Krishnakumar Natarajan, CEO & MD, MindTree , which won the most promising company of the year in the India Business Leader Award, said he does not see job losses or lack of creation of jobs in the US in any way impacting the demand of the Indian IT industry.

"Technology is playing a very different role in making industries more competitive. So in a way job loss cannot be the criteria to judge what the demand is going to be for technology-related services," he said on CNBC-TV18.

Also Read: Gartner lowers global IT spending growth forecast

Citing a recent Gartner report, which has predicted a 5-6 percent growth in technology spends for calendar year 2014, he said the demand outlook seems stronger than H1FY14.

Below is the edited transcript of Krishnakumar Natarajan interview on CNBC-TV 18

Q: The latest news from the US is a bit of fright, the number of jobs created actually fell, do you still feel confident despite this fall in jobs data that the IT industry will have a good FY15 going forward?

A: Technology is playing a very different role in making industries more competitive. So in a way job loss cannot be the criteria to judge what the demand is going to be for technology related services. If you have seen this recent Gartner report they have predicted a 5-6 percent growth in technology spends for calendar year 2014 and more and more companies want to leverage technology.

Today, if you find cash balances of many of the global enterprises, they are sitting on a lot of cash, they now want to invest in technology to be more competitive and consequently I don't see job losses or lack of creation of jobs in the US in any way impacting the demand of the Indian IT industry.

Beyond that many times demand is also relating to disruptions which happen in technology. Today if you look at the initial wave of disruptions which are happening with social mobility, analytics and cloud, that will create its new set of demands. So I am pretty optimistic in terms of the demand scenario for calendar year 2014.

Q: You have won the award for the most promising company, what went right for the company last year?

A: We are honoured to have received this award but essentially I think it is more market driven. I think three-four years back we certainly heard the voice of our customers indicating that they want us to be experts rather than being a generic services provider.

So we took a series of internal initiatives and strategy changes where we started focusing on a few segments, really gained depth in understanding the customers' business and focused on a few select clients and these very simple changes which we made in transforming the organisation has really helped us deliver superior value to both our stakeholders and customers.

Q: Last quarter you all reported a 200 bps improvement in your margins like many companies but now that the rupee has stabilised do you think that further improvement in the margin might be tough?

A: I will not be able to give you an indication (silent period) on this but with the rupee stabilising and we have had some headwinds of compensation increase for a percentage of our people and capacity addition with both these headwinds we will have a marginal drop in margins during this quarter but certainly we do believe that optimism and the demand outlook for the business is certainly much stronger than what we had seen 12 months back.
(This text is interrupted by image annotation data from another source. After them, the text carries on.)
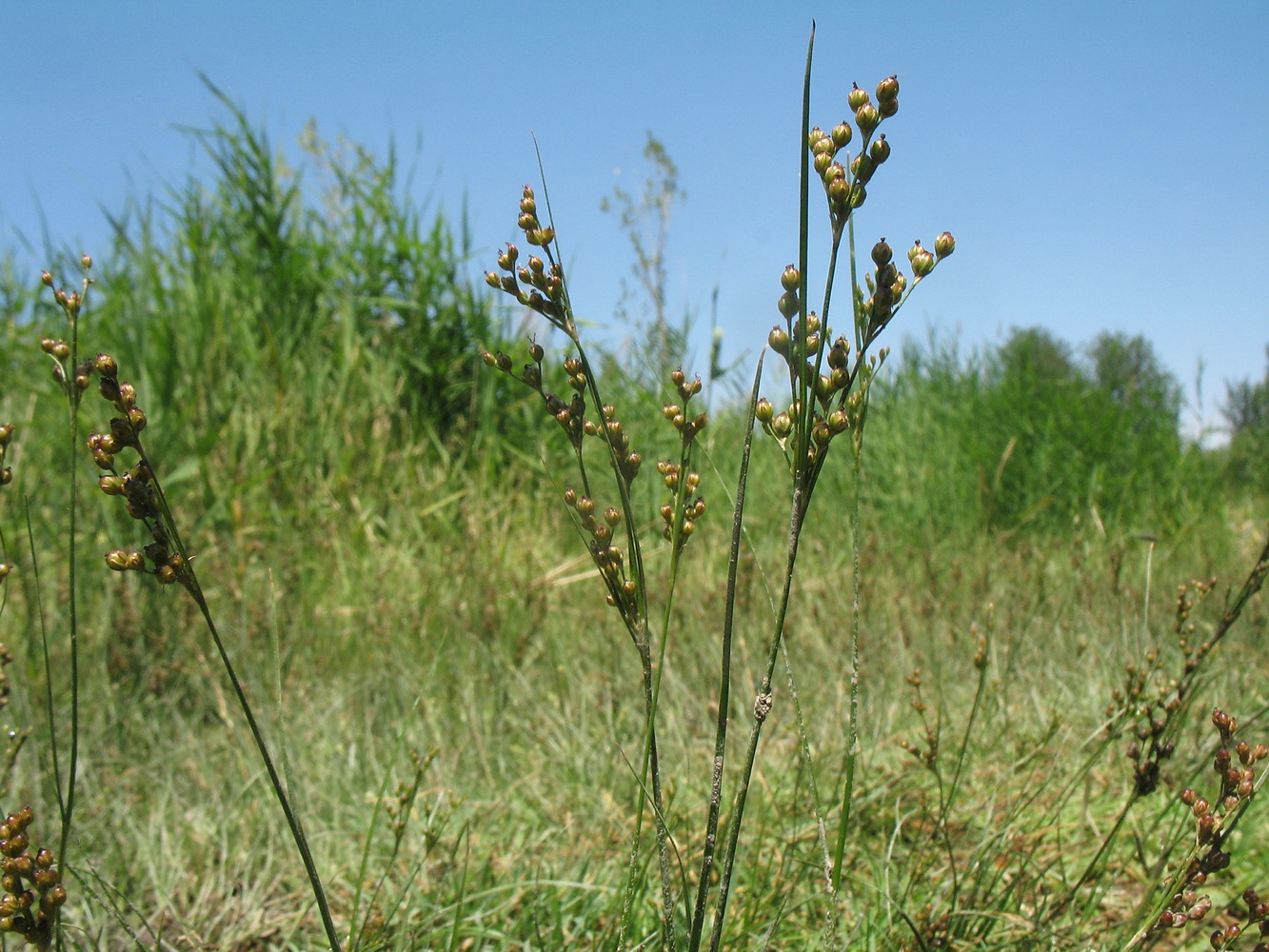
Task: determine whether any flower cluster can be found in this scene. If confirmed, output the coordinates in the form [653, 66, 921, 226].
[1154, 708, 1269, 952]
[0, 806, 66, 949]
[807, 76, 899, 228]
[88, 354, 190, 586]
[485, 186, 578, 340]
Q: The deal wins were strong even in the last quarter with the turn of events and data from the US and even Europe, would you say that things would get even stronger going into 2014?

A: At this point in time clearly we are seeing a far more uniform demand environment in North America which is our largest market accounting for about 60 percent of the revenues. Across sectors the demand pattern seems to be far more positive. Europe seems to be far more client centric, there are specific clients who are still cautious in their spending patterns in Europe so we would wait and watch at least for another quarter or two before we really think that Europe is also on the path of recovery.


Mindtree stock price

On January 14, 2014, Mindtree closed at Rs 1519.70, down Rs 101.3, or 6.25 percent. The 52-week high of the share was Rs 1685.00 and the 52-week low was Rs 731.00.


The company's trailing 12-month (TTM) EPS was at Rs 105.63 per share as per the quarter ended September 2013. The stock's price-to-earnings (P/E) ratio was 14.39. The latest book value of the company is Rs 314.24 per share. At current value, the price-to-book value of the company is 4.84.